It’s an odd choice for such a determinedly laudatory work.

Even the troubled Brian Lara Stadium, which at one point the cricketer suggested might be better renamed the Tarouba Stadium because the opprobrium surrounding its construction had grown so rank, is given a cheerful nod as a tribute to his glory.

The entire cohort of the West Indies cricket team that played with Brian Lara is represented only by Curtly Ambrose who could only offer by way of critique, that the young Lara had ‘made some mistakes’.

There is no mention of the confusion surrounding Lara’s troubled captaincy of the West Indies or his spotty performances in the latter years of his professional career.

There is some sense in the footage Lockyer licensed of the tremendous weariness that the cricketer must have felt after being the centre of the cricketing universe for so long at such a young age, the tremendous toll of going from excellent athlete to icon in such a massive jump.

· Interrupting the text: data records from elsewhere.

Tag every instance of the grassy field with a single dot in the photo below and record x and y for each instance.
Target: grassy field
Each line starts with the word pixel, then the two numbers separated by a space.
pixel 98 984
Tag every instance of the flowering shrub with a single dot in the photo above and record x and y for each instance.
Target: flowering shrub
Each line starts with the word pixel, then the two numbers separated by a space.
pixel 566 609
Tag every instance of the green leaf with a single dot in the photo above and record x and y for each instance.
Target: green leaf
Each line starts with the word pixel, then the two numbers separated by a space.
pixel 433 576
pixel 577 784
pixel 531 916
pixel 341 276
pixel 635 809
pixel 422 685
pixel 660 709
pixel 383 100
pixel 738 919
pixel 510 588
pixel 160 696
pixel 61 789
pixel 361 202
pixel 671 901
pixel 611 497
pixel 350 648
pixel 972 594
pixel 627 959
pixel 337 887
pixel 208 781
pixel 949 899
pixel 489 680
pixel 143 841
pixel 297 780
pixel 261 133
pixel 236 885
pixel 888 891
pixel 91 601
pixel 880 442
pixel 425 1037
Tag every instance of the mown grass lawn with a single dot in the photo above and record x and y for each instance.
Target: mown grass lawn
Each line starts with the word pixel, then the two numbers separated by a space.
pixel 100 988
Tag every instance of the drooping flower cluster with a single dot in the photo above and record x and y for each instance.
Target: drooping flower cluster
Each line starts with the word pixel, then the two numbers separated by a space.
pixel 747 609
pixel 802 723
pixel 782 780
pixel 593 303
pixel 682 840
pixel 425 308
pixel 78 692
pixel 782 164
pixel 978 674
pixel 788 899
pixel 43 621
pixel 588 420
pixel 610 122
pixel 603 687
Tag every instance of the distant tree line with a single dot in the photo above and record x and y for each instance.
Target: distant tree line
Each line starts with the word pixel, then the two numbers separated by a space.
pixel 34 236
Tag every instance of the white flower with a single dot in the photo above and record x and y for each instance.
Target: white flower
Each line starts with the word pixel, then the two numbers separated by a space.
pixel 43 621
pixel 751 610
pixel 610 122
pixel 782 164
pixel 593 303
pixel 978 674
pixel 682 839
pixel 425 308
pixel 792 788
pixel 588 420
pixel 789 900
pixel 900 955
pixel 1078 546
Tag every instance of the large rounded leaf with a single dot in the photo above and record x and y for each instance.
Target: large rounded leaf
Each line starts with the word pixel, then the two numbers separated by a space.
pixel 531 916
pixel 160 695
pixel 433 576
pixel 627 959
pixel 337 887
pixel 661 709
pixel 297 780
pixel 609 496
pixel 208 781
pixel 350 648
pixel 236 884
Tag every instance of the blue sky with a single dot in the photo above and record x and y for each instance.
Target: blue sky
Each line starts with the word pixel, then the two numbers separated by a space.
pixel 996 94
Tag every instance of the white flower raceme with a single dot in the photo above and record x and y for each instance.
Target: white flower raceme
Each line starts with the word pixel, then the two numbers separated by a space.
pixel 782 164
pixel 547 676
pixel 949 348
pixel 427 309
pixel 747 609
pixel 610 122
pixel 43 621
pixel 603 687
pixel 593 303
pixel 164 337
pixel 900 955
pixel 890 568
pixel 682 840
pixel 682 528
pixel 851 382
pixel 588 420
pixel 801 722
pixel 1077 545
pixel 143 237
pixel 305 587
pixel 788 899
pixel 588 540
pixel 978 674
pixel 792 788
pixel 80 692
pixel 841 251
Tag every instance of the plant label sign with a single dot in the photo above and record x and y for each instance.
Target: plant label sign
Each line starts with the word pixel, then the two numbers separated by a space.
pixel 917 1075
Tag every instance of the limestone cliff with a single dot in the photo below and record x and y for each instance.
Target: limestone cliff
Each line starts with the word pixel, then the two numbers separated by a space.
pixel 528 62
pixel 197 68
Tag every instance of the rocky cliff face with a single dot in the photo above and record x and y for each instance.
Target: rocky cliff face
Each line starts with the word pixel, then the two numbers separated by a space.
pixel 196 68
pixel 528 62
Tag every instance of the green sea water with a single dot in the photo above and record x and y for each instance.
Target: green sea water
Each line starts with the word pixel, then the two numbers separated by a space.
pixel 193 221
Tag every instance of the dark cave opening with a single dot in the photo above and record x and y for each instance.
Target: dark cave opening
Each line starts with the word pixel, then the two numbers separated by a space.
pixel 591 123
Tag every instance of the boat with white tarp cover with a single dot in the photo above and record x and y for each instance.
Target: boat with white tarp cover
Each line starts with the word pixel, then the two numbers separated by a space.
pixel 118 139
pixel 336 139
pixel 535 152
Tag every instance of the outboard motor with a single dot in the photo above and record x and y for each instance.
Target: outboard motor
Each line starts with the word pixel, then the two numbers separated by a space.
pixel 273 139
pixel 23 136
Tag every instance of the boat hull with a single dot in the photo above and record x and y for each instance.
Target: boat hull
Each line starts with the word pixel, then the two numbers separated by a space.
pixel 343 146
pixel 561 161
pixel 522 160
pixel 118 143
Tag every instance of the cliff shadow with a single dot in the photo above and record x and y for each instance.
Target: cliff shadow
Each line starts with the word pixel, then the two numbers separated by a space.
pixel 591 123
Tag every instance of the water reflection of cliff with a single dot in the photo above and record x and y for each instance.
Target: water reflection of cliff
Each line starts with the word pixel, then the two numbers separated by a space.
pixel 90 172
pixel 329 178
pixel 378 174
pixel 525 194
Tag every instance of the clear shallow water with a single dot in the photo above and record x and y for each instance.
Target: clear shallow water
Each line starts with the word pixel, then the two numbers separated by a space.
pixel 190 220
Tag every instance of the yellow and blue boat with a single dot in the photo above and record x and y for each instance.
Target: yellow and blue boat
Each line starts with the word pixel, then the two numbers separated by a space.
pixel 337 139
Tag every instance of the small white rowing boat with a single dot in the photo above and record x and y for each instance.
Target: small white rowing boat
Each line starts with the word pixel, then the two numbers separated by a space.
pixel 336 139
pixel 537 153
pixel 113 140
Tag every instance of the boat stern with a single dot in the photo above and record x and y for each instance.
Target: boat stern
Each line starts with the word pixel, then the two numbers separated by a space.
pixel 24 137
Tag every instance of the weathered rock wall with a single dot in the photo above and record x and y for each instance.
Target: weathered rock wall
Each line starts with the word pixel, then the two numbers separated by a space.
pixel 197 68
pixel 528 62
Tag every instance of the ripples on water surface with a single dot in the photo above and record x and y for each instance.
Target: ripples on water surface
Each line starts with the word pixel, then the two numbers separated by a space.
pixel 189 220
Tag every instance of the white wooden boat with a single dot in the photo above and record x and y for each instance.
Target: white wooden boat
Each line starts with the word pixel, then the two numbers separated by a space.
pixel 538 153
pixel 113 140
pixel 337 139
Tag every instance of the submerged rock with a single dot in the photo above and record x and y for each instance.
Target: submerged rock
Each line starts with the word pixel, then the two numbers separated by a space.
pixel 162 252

Photo: West Indies cricket great Brian Lara acknowledges supporters during his historic stay at Warwickshire.
(Copyright Graham Chadwick/PA Photos)

In one clip, we see Lara walking across the tarmac at Piarco, and next to him is Sandra Welch-Farrell, the public relations professional who stepped in at this pinnacle of his career to coach him and offer guidance that would cement his stature. She is neither identified nor mentioned.

In some ways, the film is best summed up by its closing moments, as Lockyer attends a celebratory fete match honouring Lara’s 50th birthday in Santa Cruz, capturing the cricketer only from a respectful distance through a long lens, as he bounces a ball on his bat.

Lockyer, in a hushed, sepulchral whisper speaks of being invited to the party at Lara’s home afterward and being allowed to film cricketing artifacts in the house museum, which he does with fetishistic furtiveness.

It is here, and in the living room of an elderly British couple who followed Lara’s performances with Warwickshire that the film finds its most empathetic heart, in the full admiration that these Brits express for the cricketer.

It’s a full-on, heartfelt romance and admiration for his achievement, divorced from considerations of race and colonisation and it is through them we have some sense of the impact of Brian Charles Lara on the wider world of professional cricket.

Photo: Brian Lara models off the field during his stint as a county cricketer in England.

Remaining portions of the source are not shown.